Müslüman liderlerin onur ve asaleti

Abone Ol

Müslümanları temsil edenler, bağlı bulundukları medeniyetin onurunu omuzlarında taşırlar, taşımalıdırlar. Bağlı bulunduğu büyük medeniyet ve inancın temsilcileri onun yüceliğinin gerektirdiği gibi davrandıklarında ancak kendileri olabilirler. İnsan büyüklüğünün kibrinden söz etmiyoruz. Kibir zaten haram. Haram olanla hayat sürdürülmez.

Güzellik ve iyiliklerin onuru, asaleti her hâl ve davranışa yansır, yansımalı. Bir lider sadece kendisini temsil etmiyor. Sorumluluğunu aldığı halkın veya inancın veya medeniyetin hem temsilcileri hem de sözcüleridirler. Onlardan yansıyan olumsuzluklar sadece kişiliklerine atfedilmez. Kimi temsil ediyorlarsa onlara mal edilir yaptıkları. “İşte Müslüman liderler böyledir!” denildiğinde bu bir genelleme oluşturur. Genel anlamda bu medeniyetin ve inancın insanları bir bütün olarak aşağılanır, töhmet altında tutulur.

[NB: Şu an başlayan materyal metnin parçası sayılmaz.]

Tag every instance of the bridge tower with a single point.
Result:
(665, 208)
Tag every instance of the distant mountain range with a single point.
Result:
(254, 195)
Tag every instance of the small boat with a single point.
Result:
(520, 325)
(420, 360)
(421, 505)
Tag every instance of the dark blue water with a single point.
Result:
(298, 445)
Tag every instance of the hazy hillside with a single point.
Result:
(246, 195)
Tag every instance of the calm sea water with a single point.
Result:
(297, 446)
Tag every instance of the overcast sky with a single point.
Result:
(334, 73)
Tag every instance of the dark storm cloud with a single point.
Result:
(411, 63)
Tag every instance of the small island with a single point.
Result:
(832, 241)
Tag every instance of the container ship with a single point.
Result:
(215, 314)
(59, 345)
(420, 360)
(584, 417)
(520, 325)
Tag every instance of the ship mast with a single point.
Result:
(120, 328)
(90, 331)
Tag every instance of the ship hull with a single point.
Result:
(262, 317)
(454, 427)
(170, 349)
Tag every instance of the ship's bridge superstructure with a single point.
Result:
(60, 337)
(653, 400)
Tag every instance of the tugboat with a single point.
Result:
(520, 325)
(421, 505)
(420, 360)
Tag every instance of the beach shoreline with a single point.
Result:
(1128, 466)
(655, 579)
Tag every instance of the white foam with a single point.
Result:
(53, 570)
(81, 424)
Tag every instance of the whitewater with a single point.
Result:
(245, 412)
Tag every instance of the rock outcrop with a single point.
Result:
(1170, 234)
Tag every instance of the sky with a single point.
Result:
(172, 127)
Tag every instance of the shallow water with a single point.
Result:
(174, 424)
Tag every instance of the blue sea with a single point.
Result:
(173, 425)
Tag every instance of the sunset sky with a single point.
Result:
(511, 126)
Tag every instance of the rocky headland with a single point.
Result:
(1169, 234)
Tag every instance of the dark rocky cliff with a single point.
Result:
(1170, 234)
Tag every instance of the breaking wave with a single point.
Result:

Bir insan haysiyetiyle, onuruyla yaşar ve kalıcı olur. Günümüz dili göstergeleri çok farklı. Teknik kimi oyunlarla bu çok daha olumsuz olarak resmedilebiliyor. Olduğundan çok daha olumsuzlanabiliyor, dolayısıyla aşağılanabiliyor. Asıl sorumlular bu resmi verenlerdir.

Ne kadar güçsüz ve zayıf olursanız olun, sizler temsil ettiğiniz insanınızın, medeniyetinizin onurunu yüce tutmak durumundasınız.

Emperyalizm ve onu temsil edenler bir güçtür. Onlar her ortamda kendilerini önemserken kendi medeniyetlerini de önemsiyorlar. Güçleri gereği kibirlidirler, zalimdirler ve hatta insanı ikrah edecek denli de davranabilirler. Bu, onların ne olduğunun asıl göstergesi. Onlar bu kibirlerinin ve zalimliklerinin bulamacında yaşamaya devam ederler. Bu dünya hayatından olumsuzluklarıyla çeker giderler. Tarih, onları olduğu gibi kayda geçirir.

Müslüman geçinen bu zavallı liderler sadece adlarıyla oradadırlar. Ezilirler, büzülürler, sevgi pıtırcıkları gibi rol kesebilirler, kendilerini bir süreliğine kurtarmış gibi de olabilirler. Asıl olan bu değildir. Bu, aynı zamanda temsil ettikleri halkların veya medeniyetin de aşağılanması anlamına geliyor.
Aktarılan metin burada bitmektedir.